L'histoire horlogère de Louis Vuitton a commencé par une rupture de stock. A l'automne 2002, les montres Louis Vuitton ont été prises d'assaut dès leur lancement. Est-ce à dire que la vague sur laquelle le malletier surfe depuis des années lui permettrait de lancer n'importe quel produit pour connaître aussitôt le succès? Albert Bensoussan, directeur du département montres, n'est pas de cet avis. Pour preuve, 40 % de la clientèle horlogère de Louis Vuitton n'avait jamais acheté la marque auparavant. Démonstration selon lui que c'est au produit et à ses qualités intrinsèques que l'on doit la réussite de la montre Tambour siglée LV.

Si Albert Bensoussan se fait modeste – «Je suis très humble, nous sommes encore une petite marque» –, les débuts fulgurants de Louis Vuitton horlogerie laissent rarement de marbre les concurrents qui prennent très au sérieux le nouveau venu. Car même si on reste extrêmement discret chez Vuitton sur les chiffres de vente, la marque aurait écoulé 33 000 montres en 2003 pour un chiffre d'affaires estimé à 82 millions d'euros. Albert Bensoussan juge ces chiffres flatteurs. De même, il refuse de confirmer des informations en provenance de sous-traitants faisant état du lancement d'un programme de production de 70 000 pièces cette année.

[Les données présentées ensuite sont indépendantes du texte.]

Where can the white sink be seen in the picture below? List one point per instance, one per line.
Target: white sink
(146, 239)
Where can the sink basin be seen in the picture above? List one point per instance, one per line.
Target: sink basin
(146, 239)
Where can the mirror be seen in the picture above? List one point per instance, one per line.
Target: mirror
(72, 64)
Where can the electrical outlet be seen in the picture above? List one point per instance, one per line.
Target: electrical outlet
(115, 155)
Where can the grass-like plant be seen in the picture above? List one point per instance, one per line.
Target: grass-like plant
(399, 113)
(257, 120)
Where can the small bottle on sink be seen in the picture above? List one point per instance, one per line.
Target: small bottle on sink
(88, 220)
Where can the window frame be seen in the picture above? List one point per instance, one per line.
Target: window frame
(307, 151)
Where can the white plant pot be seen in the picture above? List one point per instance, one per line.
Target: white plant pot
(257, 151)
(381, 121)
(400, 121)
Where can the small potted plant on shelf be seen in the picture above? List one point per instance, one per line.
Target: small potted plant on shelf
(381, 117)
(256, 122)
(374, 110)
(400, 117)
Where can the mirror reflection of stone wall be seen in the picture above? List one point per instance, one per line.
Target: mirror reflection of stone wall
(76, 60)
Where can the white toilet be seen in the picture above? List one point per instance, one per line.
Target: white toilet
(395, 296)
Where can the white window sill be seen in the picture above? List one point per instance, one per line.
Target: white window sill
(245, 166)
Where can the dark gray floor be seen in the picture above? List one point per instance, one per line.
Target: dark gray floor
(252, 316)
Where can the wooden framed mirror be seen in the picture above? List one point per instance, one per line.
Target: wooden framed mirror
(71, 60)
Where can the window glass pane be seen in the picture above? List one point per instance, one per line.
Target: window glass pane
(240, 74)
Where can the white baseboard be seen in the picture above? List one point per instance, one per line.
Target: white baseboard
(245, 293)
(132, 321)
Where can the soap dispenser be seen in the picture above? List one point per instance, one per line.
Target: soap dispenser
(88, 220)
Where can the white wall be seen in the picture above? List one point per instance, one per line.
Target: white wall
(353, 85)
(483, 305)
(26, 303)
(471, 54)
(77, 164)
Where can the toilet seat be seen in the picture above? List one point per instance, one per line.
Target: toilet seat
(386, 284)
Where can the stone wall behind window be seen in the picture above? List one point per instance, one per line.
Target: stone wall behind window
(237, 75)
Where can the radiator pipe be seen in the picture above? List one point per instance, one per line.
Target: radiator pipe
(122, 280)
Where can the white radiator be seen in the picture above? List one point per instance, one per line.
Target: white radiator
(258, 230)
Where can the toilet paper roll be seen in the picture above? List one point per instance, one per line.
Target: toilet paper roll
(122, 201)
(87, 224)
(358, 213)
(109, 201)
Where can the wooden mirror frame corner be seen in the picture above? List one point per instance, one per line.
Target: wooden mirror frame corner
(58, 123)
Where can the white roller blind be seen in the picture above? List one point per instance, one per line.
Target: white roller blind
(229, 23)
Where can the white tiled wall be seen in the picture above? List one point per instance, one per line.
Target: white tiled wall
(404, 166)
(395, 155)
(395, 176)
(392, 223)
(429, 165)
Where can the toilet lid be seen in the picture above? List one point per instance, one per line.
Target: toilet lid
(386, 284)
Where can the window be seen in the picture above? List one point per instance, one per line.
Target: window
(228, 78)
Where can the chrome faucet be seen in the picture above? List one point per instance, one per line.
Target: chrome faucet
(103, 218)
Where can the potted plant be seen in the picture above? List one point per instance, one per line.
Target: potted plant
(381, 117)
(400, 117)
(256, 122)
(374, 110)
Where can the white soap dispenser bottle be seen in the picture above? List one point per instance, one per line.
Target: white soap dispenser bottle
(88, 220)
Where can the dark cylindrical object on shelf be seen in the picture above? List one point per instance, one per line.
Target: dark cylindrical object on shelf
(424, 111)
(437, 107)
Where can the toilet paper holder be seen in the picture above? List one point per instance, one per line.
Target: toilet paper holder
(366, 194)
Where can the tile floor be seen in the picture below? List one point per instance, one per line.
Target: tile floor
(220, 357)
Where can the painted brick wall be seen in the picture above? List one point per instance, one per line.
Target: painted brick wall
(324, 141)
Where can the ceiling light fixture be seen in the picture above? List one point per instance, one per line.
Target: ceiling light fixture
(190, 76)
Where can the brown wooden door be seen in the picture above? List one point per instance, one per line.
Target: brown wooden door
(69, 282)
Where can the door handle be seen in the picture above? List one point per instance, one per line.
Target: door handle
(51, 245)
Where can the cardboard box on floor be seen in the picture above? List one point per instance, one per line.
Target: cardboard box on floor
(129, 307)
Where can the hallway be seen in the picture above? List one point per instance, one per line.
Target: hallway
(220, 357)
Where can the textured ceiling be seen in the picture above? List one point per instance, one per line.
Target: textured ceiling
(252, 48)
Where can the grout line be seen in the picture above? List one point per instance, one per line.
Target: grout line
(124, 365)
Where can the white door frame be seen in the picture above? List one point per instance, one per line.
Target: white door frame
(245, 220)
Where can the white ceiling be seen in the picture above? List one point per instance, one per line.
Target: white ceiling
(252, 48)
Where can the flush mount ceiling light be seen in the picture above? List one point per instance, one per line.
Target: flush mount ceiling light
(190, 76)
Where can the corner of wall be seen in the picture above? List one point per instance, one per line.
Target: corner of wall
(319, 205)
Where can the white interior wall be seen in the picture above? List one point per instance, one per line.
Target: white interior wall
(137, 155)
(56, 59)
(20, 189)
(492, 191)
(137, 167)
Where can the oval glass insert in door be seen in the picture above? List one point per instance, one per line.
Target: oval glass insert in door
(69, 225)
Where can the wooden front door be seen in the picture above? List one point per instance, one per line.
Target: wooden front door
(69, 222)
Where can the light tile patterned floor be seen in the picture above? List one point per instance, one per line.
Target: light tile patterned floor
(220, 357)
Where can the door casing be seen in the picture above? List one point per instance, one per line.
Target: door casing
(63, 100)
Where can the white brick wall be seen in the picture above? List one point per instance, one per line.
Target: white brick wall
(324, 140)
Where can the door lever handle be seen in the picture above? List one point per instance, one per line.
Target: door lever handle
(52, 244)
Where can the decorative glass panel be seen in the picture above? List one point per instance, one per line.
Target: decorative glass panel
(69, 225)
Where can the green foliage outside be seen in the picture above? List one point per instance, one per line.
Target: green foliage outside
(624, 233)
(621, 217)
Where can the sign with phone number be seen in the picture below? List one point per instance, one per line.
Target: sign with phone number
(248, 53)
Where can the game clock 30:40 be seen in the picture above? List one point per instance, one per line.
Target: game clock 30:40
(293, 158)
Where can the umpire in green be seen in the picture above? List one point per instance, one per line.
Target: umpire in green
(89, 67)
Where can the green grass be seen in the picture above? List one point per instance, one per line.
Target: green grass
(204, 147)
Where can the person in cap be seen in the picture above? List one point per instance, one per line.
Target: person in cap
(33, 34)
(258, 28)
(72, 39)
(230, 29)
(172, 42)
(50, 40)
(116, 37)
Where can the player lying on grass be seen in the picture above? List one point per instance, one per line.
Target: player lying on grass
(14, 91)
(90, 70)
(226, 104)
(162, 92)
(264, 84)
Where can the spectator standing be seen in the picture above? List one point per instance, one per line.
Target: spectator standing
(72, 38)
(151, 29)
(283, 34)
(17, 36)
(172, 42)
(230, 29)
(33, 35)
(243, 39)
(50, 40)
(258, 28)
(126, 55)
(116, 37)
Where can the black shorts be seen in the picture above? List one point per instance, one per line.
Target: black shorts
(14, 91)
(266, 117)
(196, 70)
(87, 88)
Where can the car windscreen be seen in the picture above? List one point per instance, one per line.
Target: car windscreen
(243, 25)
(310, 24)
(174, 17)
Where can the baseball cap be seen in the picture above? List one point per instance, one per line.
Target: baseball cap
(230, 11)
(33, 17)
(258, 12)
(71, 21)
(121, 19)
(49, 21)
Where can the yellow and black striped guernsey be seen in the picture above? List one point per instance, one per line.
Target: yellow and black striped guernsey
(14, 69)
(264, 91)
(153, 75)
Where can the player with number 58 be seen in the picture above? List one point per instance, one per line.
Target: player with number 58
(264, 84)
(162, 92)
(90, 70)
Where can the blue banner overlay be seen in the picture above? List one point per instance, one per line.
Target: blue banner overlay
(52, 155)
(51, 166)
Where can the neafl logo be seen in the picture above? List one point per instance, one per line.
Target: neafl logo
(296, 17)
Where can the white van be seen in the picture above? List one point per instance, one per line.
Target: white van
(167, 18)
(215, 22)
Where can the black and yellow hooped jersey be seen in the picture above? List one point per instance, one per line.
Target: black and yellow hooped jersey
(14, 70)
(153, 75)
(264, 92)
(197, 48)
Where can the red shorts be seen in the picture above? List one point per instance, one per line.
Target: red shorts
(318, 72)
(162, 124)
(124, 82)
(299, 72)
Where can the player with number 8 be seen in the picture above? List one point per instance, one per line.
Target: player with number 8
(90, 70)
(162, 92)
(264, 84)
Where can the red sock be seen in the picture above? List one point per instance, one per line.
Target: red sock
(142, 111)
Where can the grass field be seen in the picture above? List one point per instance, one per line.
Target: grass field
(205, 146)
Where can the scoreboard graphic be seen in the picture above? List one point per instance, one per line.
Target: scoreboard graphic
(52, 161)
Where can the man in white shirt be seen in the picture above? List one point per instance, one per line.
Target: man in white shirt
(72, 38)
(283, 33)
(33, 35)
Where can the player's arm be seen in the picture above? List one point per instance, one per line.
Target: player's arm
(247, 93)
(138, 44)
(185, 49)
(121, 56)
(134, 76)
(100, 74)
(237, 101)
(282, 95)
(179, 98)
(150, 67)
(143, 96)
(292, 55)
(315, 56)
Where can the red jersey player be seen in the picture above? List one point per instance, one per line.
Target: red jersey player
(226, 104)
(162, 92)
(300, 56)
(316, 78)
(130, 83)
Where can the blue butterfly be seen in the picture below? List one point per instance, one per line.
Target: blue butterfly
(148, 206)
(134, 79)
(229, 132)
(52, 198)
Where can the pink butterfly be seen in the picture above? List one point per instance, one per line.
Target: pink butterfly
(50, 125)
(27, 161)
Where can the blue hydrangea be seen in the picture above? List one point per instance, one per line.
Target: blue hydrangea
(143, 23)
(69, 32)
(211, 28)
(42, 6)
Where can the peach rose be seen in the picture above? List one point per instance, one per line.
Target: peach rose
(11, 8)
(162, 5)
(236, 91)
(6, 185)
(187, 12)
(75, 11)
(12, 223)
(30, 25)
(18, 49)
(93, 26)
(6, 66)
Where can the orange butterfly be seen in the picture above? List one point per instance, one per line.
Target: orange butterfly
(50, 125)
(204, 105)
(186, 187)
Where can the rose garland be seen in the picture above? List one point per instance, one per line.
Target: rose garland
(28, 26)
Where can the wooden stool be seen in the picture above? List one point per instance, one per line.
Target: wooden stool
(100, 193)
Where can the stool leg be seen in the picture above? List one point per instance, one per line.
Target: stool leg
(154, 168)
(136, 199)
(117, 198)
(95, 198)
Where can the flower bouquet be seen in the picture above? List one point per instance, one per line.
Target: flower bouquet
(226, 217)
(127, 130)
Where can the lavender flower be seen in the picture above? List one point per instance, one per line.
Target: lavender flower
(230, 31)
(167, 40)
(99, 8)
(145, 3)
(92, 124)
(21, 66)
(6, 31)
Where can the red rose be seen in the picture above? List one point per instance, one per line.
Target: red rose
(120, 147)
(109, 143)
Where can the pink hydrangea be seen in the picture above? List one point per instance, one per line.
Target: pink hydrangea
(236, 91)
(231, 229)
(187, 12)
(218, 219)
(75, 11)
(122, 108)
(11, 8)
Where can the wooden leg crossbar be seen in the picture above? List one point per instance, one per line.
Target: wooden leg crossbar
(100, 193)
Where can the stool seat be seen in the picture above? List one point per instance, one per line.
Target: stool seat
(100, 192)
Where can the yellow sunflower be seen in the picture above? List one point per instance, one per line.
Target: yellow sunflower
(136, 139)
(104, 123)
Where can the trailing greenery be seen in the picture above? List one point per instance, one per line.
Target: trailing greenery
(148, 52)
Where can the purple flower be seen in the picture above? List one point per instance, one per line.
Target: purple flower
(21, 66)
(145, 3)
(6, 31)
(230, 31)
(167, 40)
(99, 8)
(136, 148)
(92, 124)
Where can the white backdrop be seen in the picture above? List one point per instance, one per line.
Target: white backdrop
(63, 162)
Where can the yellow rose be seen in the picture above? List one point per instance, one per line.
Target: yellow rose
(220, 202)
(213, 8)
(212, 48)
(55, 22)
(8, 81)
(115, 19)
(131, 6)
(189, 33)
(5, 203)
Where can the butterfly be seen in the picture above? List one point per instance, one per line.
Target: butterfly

Pour parvenir rapidement à ces résultats, les montres Louis Vuitton ont sans aucun doute bénéficié de la puissance de la marque globale qui réalise un chiffre d'affaires de 5 milliards de francs et participe aux 80% du bénéfice du groupe. Louis Vuitton, dont les produits sont vendus exclusivement à travers son réseau de 320 boutiques dans le monde, a choisi de ne pas déroger à cette règle pour les produits horlogers. Et dès lors qu'une centaine de boutiques seulement proposaient à fin 2003 les montres Louis Vuitton, on imagine aisément la marge de progression à venir. Mais la volonté d'Albert Bensoussan et de ses 70 collaborateurs n'est pas d'aller vite, mais de prendre le temps d'implanter correctement le produit horloger dans les boutiques, avec les efforts de formation qui vont de pair, comme ce fut le cas en Suisse, à Genève et à Lugano. Reste que l'avenir proche passe par une extension du réseau de distribution: «Si l'horlogerie est présente à fin 2004 dans 40 % de nos boutiques, ce sera un excellent résultat», prévient le directeur.

Sous-traitants suisses

Exceptionnelle, même dans l'univers du luxe, la marge opérationnelle de Louis Vuitton frôle les 45 %. L'horlogerie n'est pas encore aussi rémunératrice: «Nous ne dégageons pas les mêmes marges en horlogerie, précise Albert Bensoussan. Elles sont plus proches de celles que réalisent les marques horlogères de luxe (généralement entre 15 et 25 %, ndlr), car nous n'avons pas dans l'horlogerie l'histoire que nous avons dans la maroquinerie.»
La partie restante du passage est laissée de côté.